Récoltes : l'Occitanie accuse le coup
De mémoire de vigneron, les prévisions de récolte de vin en Occitanie auront rarement été aussi basses. Un volume en baisse de près de 30 % par rapport aux 15,3 Mhl de 2020 (dont 12,1 Mhl en ex-Languedoc-Roussillon) est en effet annoncé pour les vendanges en cours, confirme Boris Calmette, président de La Coopération agricole Occitanie, à La Lettre M. Un coup dur pour la première région viticole française en termes de surface, victime du terrible épisode de gel qui s’est abattu sur la France début avril mais aussi, par endroit, d'une sécheresse récurrente. Résultat, « les disponibilités (stock et vendange, NDLR) seront les plus faibles de l’histoire », poursuit Boris Calmette, en particulier pour les blancs, chardonnay en IGP Pays d’Oc en tête. « La production fera des arbitrages entre ses acheteurs, prévient-il. Les partenariats dans la durée seront privilégiés. » Le risque de fragilisation du secteur est bien réel, en particulier pour les jeunes qui se sont endettés ou dans les zones les plus touchées par le gel (90 % de la production perdue à Fabrègues, dans l'Hérault, par exemple), mais les aides mises en place (1 Md€ au niveau national, exonération de charges sociales et des taxes foncières sur le non bâti, accès au fonds des calamités agricoles…) « devraient avoir un impact significatif et permettre de sauver l’essentiel », estime Boris Calmette.
Autre – triste - record cette année, celui de la production de céréales (4,5 Mt en 2020) qui s’annonce en baisse de 30 à 40 %, selon la chambre d’agriculture d’Occitanie. Le gel a particulièrement affecté les cultures d’hiver (blé, colza orge, pois) dans le Lauragais, le bassin gersois et certaines vallées comme celles de la Lèze et du Girou. « En blé dur (356 062 t en 2020, NDRL), l’irrigation a toutefois permis de garder un certain rendement, commente Serge Bouscatel, président de la chambre d’agriculture de Haute-Garonne et secrétaire général adjoint de la chambre régionale. Quant au blé tendre (959 256 t en 2020), Serge Bouscatel en prévoit « très peu de bonne qualité pour la semoulerie ».

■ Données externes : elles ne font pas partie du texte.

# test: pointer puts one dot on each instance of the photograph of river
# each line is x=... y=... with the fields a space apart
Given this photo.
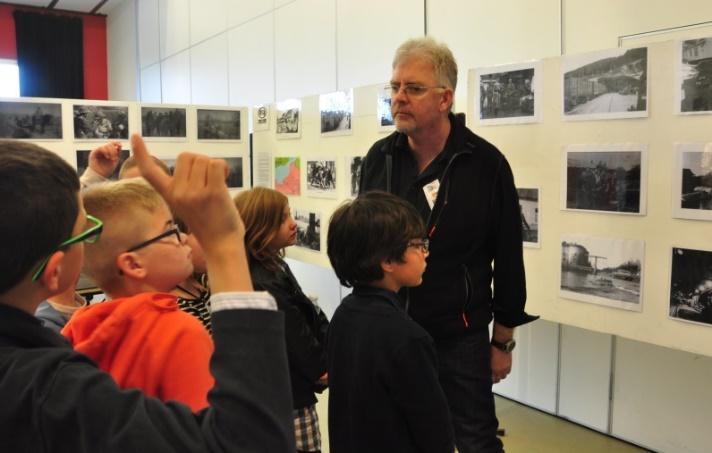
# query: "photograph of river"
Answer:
x=603 y=271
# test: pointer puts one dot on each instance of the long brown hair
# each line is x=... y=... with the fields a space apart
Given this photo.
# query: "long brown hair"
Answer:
x=262 y=212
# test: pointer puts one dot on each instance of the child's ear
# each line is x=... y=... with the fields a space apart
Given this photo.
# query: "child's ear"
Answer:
x=131 y=265
x=51 y=277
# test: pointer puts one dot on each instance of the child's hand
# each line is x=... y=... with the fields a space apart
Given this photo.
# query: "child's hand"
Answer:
x=198 y=194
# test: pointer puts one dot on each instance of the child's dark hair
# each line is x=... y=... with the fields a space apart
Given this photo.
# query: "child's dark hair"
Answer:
x=374 y=227
x=38 y=207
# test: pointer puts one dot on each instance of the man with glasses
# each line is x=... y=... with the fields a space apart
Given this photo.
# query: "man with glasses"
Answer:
x=57 y=400
x=464 y=190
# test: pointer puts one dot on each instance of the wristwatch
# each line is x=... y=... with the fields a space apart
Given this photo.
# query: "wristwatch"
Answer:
x=507 y=346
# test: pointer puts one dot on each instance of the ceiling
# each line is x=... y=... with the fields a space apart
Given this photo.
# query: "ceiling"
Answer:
x=82 y=6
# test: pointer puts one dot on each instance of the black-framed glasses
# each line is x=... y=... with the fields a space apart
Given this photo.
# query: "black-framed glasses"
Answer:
x=90 y=235
x=412 y=90
x=174 y=230
x=422 y=244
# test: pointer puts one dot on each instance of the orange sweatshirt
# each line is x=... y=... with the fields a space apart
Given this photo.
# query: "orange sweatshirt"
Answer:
x=147 y=342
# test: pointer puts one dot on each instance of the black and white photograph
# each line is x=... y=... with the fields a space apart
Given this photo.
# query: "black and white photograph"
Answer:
x=82 y=156
x=383 y=107
x=260 y=117
x=691 y=286
x=692 y=182
x=234 y=177
x=508 y=94
x=604 y=179
x=694 y=88
x=336 y=110
x=529 y=211
x=219 y=125
x=354 y=166
x=605 y=85
x=602 y=271
x=163 y=122
x=288 y=118
x=321 y=178
x=100 y=122
x=308 y=229
x=31 y=120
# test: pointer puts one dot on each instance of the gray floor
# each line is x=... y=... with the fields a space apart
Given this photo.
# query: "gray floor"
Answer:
x=527 y=430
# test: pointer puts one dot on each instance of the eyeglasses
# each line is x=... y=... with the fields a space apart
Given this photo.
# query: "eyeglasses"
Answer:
x=422 y=244
x=175 y=229
x=412 y=90
x=90 y=235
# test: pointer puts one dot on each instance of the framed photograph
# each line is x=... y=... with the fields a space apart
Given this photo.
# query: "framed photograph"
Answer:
x=82 y=156
x=289 y=121
x=235 y=177
x=321 y=178
x=508 y=94
x=286 y=175
x=607 y=84
x=100 y=122
x=260 y=118
x=604 y=178
x=383 y=109
x=219 y=125
x=30 y=120
x=691 y=286
x=602 y=271
x=693 y=90
x=529 y=211
x=353 y=163
x=692 y=182
x=163 y=123
x=308 y=229
x=336 y=110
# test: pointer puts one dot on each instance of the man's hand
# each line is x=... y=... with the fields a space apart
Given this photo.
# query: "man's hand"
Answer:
x=501 y=364
x=197 y=193
x=105 y=158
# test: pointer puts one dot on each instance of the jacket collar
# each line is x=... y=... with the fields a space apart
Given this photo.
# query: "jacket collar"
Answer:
x=18 y=328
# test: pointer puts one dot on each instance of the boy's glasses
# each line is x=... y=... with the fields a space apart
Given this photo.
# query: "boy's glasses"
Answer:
x=175 y=229
x=90 y=235
x=422 y=244
x=412 y=90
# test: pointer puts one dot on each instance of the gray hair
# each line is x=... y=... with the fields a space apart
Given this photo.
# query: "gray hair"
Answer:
x=438 y=54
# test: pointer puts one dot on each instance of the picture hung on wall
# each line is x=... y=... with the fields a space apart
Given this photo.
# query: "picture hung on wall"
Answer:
x=260 y=118
x=219 y=125
x=234 y=177
x=82 y=156
x=167 y=123
x=354 y=166
x=286 y=175
x=321 y=178
x=529 y=211
x=694 y=77
x=606 y=84
x=31 y=120
x=602 y=271
x=308 y=229
x=383 y=107
x=336 y=110
x=692 y=182
x=508 y=94
x=604 y=178
x=289 y=118
x=691 y=286
x=100 y=122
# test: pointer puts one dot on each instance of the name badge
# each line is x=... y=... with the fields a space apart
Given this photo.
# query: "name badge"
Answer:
x=431 y=192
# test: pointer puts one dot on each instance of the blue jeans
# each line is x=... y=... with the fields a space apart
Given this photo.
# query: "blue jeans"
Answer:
x=466 y=379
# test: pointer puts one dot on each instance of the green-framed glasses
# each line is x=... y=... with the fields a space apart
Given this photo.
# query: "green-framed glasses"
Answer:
x=91 y=235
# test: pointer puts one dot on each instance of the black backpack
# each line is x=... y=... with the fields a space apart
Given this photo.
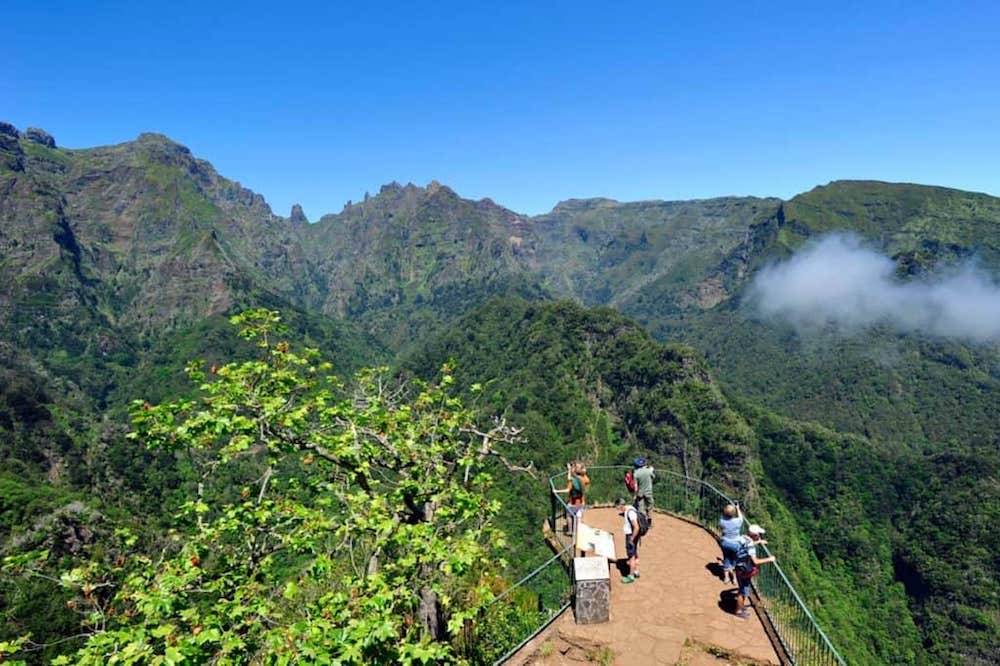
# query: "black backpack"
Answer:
x=745 y=567
x=642 y=521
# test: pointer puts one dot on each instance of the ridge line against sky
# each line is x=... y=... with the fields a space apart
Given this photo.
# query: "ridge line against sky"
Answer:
x=525 y=105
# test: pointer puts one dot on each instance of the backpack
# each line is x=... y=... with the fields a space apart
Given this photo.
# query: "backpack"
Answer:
x=630 y=481
x=745 y=568
x=641 y=520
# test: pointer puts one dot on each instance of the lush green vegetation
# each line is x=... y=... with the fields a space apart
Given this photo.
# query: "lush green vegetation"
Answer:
x=324 y=521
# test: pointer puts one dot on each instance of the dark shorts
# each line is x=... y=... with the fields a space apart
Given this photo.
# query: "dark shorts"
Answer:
x=729 y=551
x=743 y=583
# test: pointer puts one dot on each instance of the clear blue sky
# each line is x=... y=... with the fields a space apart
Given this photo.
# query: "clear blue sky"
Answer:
x=526 y=103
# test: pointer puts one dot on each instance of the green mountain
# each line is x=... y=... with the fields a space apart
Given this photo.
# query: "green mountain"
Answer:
x=119 y=263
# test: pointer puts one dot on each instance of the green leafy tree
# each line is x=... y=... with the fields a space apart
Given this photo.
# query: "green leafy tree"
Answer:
x=329 y=522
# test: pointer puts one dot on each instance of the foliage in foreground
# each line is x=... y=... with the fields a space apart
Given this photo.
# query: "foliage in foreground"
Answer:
x=331 y=523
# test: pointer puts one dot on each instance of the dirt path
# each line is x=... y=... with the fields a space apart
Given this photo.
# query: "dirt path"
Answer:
x=678 y=612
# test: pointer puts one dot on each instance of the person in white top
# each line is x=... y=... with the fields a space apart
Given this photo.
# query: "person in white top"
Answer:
x=632 y=537
x=747 y=566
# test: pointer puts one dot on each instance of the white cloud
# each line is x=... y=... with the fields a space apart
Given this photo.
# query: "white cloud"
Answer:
x=839 y=282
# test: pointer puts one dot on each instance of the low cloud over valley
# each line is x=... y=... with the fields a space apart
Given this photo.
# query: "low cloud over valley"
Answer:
x=840 y=282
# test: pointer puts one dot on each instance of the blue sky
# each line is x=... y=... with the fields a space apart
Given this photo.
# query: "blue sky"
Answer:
x=525 y=103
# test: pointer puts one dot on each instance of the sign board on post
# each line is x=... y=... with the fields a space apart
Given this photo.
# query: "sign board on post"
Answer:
x=593 y=540
x=591 y=590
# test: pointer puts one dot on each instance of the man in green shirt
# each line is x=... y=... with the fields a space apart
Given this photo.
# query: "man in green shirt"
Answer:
x=644 y=475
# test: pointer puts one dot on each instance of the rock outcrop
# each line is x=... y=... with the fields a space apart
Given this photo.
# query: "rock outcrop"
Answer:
x=40 y=136
x=298 y=216
x=6 y=129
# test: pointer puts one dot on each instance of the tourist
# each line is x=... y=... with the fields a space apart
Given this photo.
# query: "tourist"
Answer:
x=731 y=525
x=644 y=475
x=632 y=537
x=747 y=566
x=577 y=484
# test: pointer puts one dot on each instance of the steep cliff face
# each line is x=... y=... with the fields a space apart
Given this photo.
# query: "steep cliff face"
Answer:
x=141 y=234
x=410 y=258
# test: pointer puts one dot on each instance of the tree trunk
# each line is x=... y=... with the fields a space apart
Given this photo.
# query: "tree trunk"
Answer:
x=429 y=611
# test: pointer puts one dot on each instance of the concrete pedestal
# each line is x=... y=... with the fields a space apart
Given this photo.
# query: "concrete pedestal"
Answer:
x=591 y=590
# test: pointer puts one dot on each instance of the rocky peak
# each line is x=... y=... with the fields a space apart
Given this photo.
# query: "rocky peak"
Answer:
x=7 y=129
x=298 y=216
x=40 y=136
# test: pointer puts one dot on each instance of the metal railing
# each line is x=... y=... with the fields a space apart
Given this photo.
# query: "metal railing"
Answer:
x=793 y=626
x=520 y=612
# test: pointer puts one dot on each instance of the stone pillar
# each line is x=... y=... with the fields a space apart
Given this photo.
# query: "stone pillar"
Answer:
x=591 y=590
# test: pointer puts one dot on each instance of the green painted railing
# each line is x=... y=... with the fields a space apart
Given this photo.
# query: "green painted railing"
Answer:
x=792 y=626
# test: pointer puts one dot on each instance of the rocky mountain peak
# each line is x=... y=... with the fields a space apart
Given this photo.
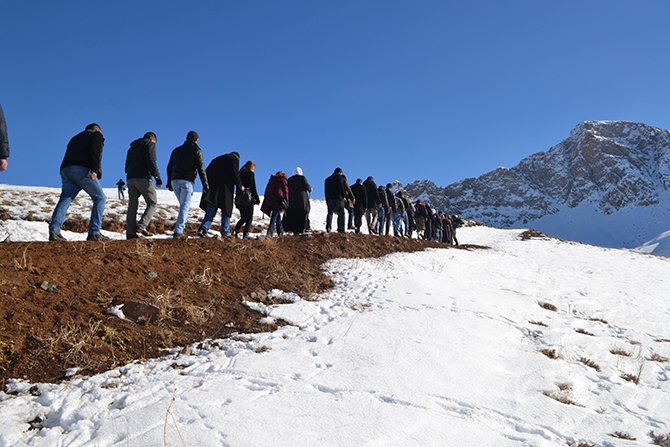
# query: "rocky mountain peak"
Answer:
x=608 y=165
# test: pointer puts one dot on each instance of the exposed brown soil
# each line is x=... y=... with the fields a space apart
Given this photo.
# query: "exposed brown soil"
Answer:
x=54 y=295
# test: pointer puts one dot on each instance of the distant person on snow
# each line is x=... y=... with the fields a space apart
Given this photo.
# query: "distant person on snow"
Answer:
x=383 y=209
x=389 y=214
x=140 y=167
x=297 y=214
x=81 y=169
x=272 y=203
x=247 y=199
x=185 y=161
x=4 y=142
x=335 y=197
x=373 y=204
x=223 y=175
x=121 y=185
x=361 y=203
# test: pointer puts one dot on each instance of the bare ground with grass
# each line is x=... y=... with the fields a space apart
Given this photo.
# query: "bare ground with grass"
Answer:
x=54 y=295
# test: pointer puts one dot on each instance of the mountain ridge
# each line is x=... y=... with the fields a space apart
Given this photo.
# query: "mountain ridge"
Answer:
x=612 y=174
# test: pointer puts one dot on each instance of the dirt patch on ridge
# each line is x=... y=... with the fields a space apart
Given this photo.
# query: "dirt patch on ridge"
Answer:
x=54 y=295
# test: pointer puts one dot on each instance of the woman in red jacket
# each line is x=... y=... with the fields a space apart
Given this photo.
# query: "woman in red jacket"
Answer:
x=275 y=201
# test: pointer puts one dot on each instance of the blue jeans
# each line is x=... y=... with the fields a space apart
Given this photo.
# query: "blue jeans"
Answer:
x=380 y=220
x=183 y=189
x=334 y=205
x=210 y=213
x=397 y=223
x=275 y=218
x=75 y=178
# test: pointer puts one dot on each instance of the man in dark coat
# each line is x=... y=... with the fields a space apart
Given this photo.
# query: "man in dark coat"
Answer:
x=372 y=208
x=4 y=141
x=223 y=175
x=392 y=208
x=140 y=167
x=384 y=208
x=335 y=195
x=79 y=170
x=185 y=161
x=361 y=203
x=297 y=214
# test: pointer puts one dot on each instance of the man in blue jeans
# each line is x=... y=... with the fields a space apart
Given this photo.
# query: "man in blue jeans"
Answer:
x=185 y=160
x=335 y=196
x=81 y=169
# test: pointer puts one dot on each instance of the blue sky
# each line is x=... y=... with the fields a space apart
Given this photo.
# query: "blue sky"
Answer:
x=400 y=90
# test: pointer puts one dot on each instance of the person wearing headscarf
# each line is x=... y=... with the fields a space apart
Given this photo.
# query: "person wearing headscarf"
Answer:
x=360 y=204
x=185 y=161
x=245 y=200
x=276 y=192
x=223 y=175
x=297 y=214
x=4 y=141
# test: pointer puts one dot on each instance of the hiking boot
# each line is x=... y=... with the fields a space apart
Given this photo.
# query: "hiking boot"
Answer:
x=144 y=232
x=97 y=237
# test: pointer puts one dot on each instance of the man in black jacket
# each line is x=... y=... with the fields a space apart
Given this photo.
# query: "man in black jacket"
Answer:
x=335 y=195
x=223 y=175
x=79 y=170
x=185 y=160
x=140 y=167
x=4 y=142
x=389 y=214
x=372 y=208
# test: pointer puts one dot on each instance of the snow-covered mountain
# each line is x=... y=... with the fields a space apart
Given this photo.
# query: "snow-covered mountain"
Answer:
x=606 y=184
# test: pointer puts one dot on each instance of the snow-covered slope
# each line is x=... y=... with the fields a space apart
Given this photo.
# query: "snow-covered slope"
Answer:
x=606 y=184
x=444 y=347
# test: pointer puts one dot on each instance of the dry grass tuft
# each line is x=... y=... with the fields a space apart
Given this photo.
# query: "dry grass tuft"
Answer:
x=562 y=395
x=551 y=353
x=599 y=320
x=538 y=323
x=583 y=331
x=548 y=306
x=70 y=343
x=659 y=359
x=623 y=435
x=662 y=440
x=590 y=363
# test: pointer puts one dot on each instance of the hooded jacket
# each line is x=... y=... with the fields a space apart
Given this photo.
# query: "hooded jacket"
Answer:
x=223 y=175
x=85 y=149
x=185 y=160
x=141 y=160
x=4 y=140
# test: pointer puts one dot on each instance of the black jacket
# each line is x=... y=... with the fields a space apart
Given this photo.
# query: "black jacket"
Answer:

Deuxième région productrice de pommes en France, l’Occitanie prévoit, là aussi, une récolte très disparate. Dans l’Hérault, la coopérative Cofruid’Oc anticipe une baisse de 30 % de ses volumes (environ 6 000 t). « Certains producteurs ont été durement touchés par le gel et parfois la grêle, dans les zones de Marciac (Gers) ou Saint-Just (Hérault), relate Didier Crabos, président de la coopérative, tandis que d’autres n’ont pas subi d’intempéries et auront de jolis fruits. » C’est le cas dans le Tarn-et-Garonne où est implantée la coopérative Blue Whale. Une production de 140 000 t de fruits frais dans le Sud-Ouest, dont 95 % de pommes, est prévue. « La production est quasiment normale, c’est inespéré », confie Christophe Belloc, son président. Abîmés par le froid, « 10 à 15 % de fruits de plus qu’en 2020 seront toutefois destinés à la transformation industrielle, ce qui est beaucoup moins rémunérateur », nuance-t-il. Verdict au terme des récoltes et des vendanges pour le secteur agricole régional (80 000 emplois, 6,8 Md€ de CA) familier des aléas du climat mais désormais soumis à son dérèglement.